Wendy Bashi  : Pour mon mémoire de fin d’études, j’ai voulu étudier le lac Kivu en tant que frontière entre deux pays qui sont en guerre constante depuis 1994. Je n’avais pas de sujet précis et mon père m’a parlé d’un petit poisson qu’on appelle le «  kagame  » et qui était en train, soi-disant, de décimer toute la population de sambaza, un poisson qui existe depuis longtemps dans la région. La première raison invoquée fut que le Rwanda, notre pays voisin et frère, s’était amusé à jeter une nouvelle espèce de sardine dans le but d’éradiquer les poissons du côté congolais.
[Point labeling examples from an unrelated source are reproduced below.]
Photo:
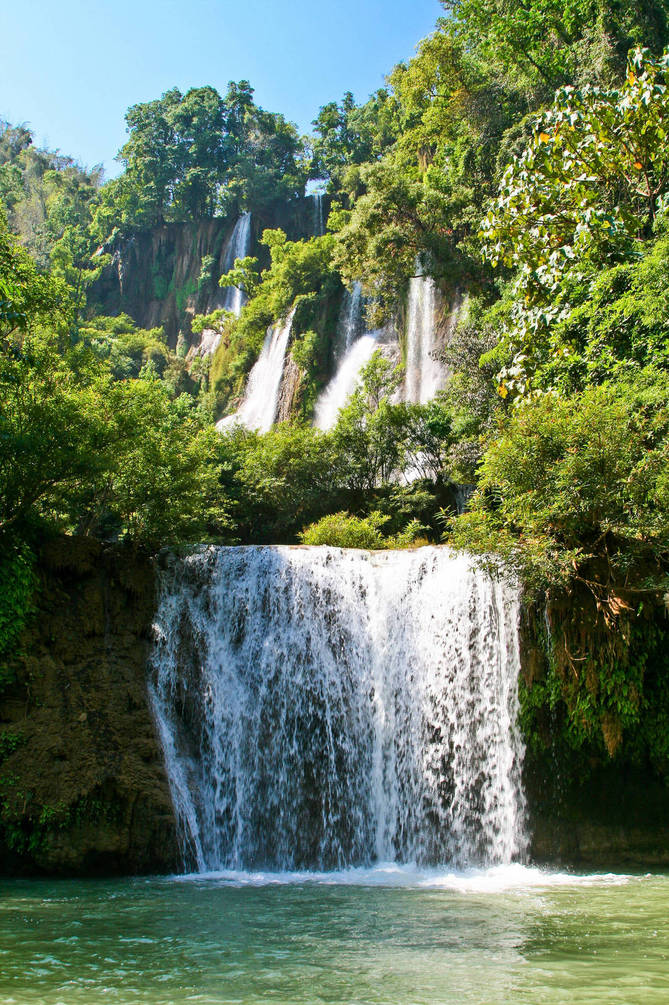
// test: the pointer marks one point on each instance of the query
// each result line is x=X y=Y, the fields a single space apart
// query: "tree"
x=587 y=189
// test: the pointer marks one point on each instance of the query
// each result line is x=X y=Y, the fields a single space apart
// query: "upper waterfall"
x=425 y=374
x=258 y=409
x=344 y=383
x=238 y=247
x=321 y=708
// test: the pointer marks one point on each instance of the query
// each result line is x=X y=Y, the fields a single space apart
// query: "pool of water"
x=387 y=936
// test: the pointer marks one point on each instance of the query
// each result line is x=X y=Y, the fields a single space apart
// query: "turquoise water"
x=383 y=936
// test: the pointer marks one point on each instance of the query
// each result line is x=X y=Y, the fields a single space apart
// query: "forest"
x=522 y=156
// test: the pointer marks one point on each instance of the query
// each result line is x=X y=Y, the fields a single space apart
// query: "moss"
x=17 y=591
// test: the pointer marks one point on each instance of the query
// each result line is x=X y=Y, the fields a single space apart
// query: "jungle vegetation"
x=521 y=155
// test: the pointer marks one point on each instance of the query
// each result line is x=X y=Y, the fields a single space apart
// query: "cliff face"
x=82 y=787
x=596 y=812
x=82 y=784
x=157 y=275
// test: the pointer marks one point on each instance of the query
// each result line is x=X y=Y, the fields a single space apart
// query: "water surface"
x=381 y=937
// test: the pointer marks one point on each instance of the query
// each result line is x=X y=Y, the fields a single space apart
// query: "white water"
x=322 y=709
x=232 y=298
x=238 y=247
x=425 y=374
x=344 y=383
x=318 y=222
x=258 y=409
x=351 y=324
x=495 y=879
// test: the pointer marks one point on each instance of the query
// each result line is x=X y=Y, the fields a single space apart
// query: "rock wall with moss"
x=594 y=803
x=82 y=786
x=165 y=275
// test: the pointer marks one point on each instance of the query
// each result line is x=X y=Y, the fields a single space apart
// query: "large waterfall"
x=425 y=374
x=258 y=409
x=344 y=383
x=238 y=247
x=323 y=709
x=230 y=297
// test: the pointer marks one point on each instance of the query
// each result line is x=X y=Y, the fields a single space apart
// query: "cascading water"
x=238 y=247
x=425 y=374
x=230 y=298
x=352 y=351
x=318 y=220
x=344 y=383
x=258 y=409
x=351 y=324
x=322 y=709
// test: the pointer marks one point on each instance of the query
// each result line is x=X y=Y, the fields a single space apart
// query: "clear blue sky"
x=70 y=68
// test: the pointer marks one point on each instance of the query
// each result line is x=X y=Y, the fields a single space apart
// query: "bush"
x=341 y=530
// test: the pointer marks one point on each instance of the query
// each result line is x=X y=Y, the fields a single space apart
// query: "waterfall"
x=344 y=383
x=352 y=352
x=425 y=374
x=351 y=324
x=258 y=409
x=318 y=219
x=238 y=247
x=321 y=708
x=230 y=297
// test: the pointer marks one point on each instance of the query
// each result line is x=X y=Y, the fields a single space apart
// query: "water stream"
x=229 y=297
x=238 y=247
x=425 y=373
x=322 y=709
x=260 y=403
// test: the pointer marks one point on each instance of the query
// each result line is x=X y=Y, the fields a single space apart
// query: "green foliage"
x=199 y=155
x=17 y=587
x=47 y=197
x=341 y=530
x=571 y=481
x=587 y=188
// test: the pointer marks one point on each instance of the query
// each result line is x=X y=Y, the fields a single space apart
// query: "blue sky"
x=70 y=68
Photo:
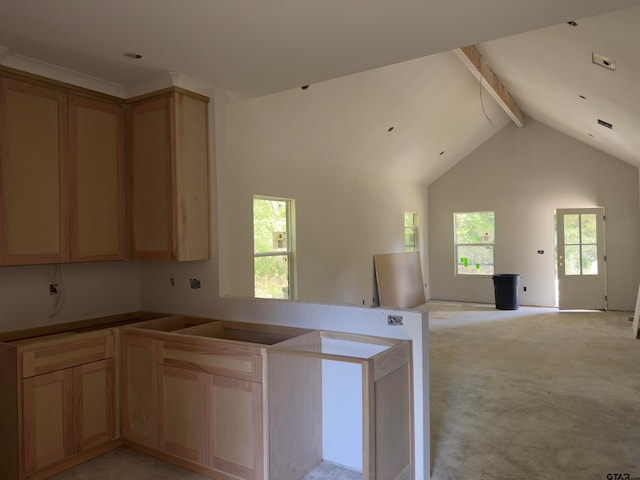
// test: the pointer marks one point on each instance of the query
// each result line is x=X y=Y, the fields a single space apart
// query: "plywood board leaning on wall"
x=399 y=279
x=636 y=317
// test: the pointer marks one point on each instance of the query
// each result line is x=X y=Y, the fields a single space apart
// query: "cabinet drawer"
x=45 y=359
x=228 y=361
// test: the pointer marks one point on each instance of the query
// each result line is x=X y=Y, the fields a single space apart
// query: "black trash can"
x=507 y=290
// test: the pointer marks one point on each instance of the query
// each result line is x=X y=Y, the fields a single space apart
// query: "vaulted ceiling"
x=410 y=79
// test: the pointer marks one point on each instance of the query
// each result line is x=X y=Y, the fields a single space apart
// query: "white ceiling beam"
x=477 y=65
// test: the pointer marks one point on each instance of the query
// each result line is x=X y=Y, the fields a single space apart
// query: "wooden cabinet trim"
x=46 y=82
x=215 y=359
Cette histoire peut avoir l’air anecdotique mais les habitants de la région y croient car on est en guerre et ça ne peut être qu’eux qui ont eu cette sardine. De fil en aiguille, je me suis rendue compte qu’il s’agissait plutôt d’une introduction accidentelle. Apparemment, il proviendrait du lac Tanganyika, arrivé par le concours de plusieurs circonstances dans le lac Kivu. Il s’est avéré ne pas être un prédateur pour le sambaza mais plutôt un compétiteur, partageant la même niche écologique. Ils ne peuvent pas se battre, bien au contraire, ils vivent ensemble comme toutes les autres espèces qui cohabitent dans le lac Kivu. Après mon mémoire, j’ai voulu passer à l’image. Lors de l’écriture du film, je me suis remémorée mes souvenirs d’enfance et les rumeurs que l’on racontait au sujet du lac. Je vivais en face de ses eaux. Il y avait pas mal d’histoires qui se racontaient, des histoires de noyades, des mythes, ces fameuses vaches qui sortent de l’eau…

C’est pour cette raison que vous vous êtes intéressés aux pêcheurs ?

Wendy Bashi  : Après le repérage, nous nous sommes rendu compte que la matière nous imposait les pêcheurs ce qui est assez logique. Qui mieux qu’un pêcheur peut te parler d’un lac  ? Il passe sa vie dessus. Il vit par et pour le lac. Depuis que je suis petite, les pêcheurs m’ont toujours fascinée. On les voyait arriver en chantant. Malheureusement, ce n’est plus le cas aujourd’hui.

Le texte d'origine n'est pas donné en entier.